The most diverse campus in Japan is Ritsumeikan’s Asia-Pacific University (APU) in Beppu, Japan, which boasts a 1:1 ratio of Japanese to international students. This unique university, which is tied to Ritsumeikan University in Kyoto, is seeking to increase its foreign enrollment. Even though APU has taken active measures to recruit international students, including a recent campaign to attract Filipino students, this does not indicate a long-term shift towards campus diversity in Japan. The same can be said of immigration in general in Japan. Japan should prioritize helping current immigrants stay in Japan longer and increase their role in society before promoting broader immigration. The simplest policy change to make is allowing dual citizenship.
If APU wants more Filipino students, they don’t have to have a recruiting seminar in the Philippines. There are many Filipinos living in Japan already. Consider how Japanese law works for the child of a Filipino immigrant and a Japanese spouse. Since both Japan and the Phillipines determine citizenship by bloodline, the child is both a Japanese and Filipino citizen until the age of 20 to 21, when they must choose to either keep or forfeit their Japanese citizenship.
This is a common issue with many ethnic groups living in Japan. In essence, someone can be born and raised in Japan but must choose to be only a permanent resident of Japan their entire life. Having dual-citizenship does afford some benefits such as granting rights to voting in elections, the ability to be the legal head of a household, and being able to obtain a Japanese passport, which means exemption from the system of deportation and re-entry.

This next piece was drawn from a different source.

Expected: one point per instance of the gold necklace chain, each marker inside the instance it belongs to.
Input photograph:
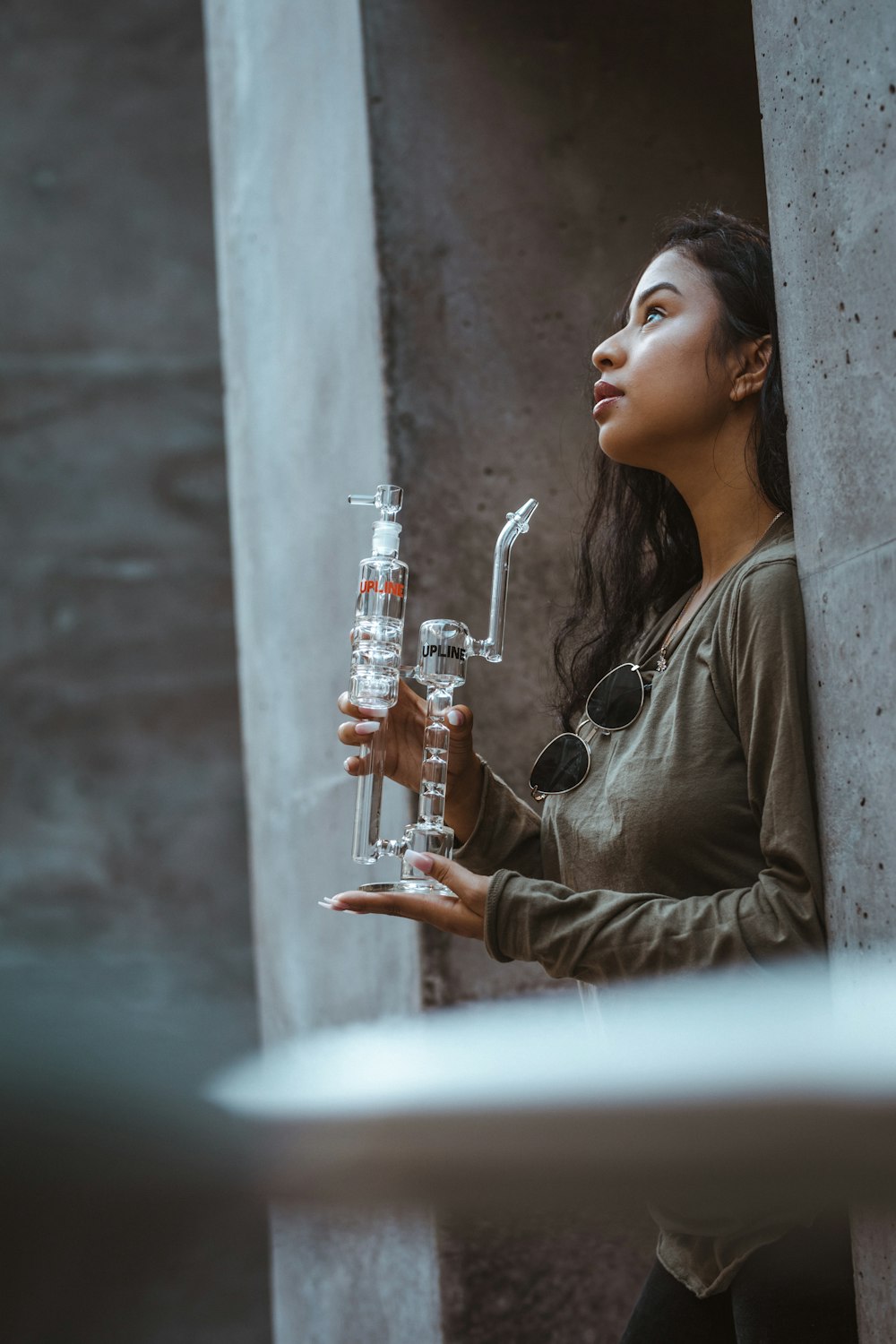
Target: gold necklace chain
(664, 647)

Dual-citizenship also has a more important symbolic message: Being Japanese does not mean you must be only “Japanese." While being a permanent resident offers many of the same benefits of being a citizen, it’s a constant, official reminder of difference. If dual-citizenship was made available, a difficult choice between maintaining part of one’s identity and second-class citizenship disappears.
Many other permanent residents who are born outside of Japan refuse to drop the citizenship of their birth country. This is typical for immigrants and minorities living in a grey zone while in Japan, and hinders integration by reinforcing exclusion rather than inclusion, making long-term residency in Japan unnecessarily difficult.
While it is beneficial to increase diversity by having international students and workers, most of these students and workers will find opportunities to stay beyond their one to five-year student or work visas difficult. Instead, foreigners will simply fill a temporary position at a company or university and then return home because they are offered very little incentive to stay. A variety of incentives for foreigners to remain in Japan are available, but official acceptance through dual-citizenship is a good first step.
Some major international companies in Japan know the value of diversity and are promoting it in their corporations. Through giving people who add to that diversity incentive to stay, an atmosphere of diversity also remains.
Instead of cycling foreigners through Japan, Japan should promote a policy to give people who want to stay and be productive in Japan more options. The first step is making their choice to stay easier by allowing dual citizenship. Dual-citizenship is a real and symbolic step in the right direction for current immigrants and permanent residents in Japan.
Simply bringing foreigners to a satellite school or cycling them through the Japanese workforce is not enough. To reap the benefits of diversity, the people who bring diversity should be encouraged to stay.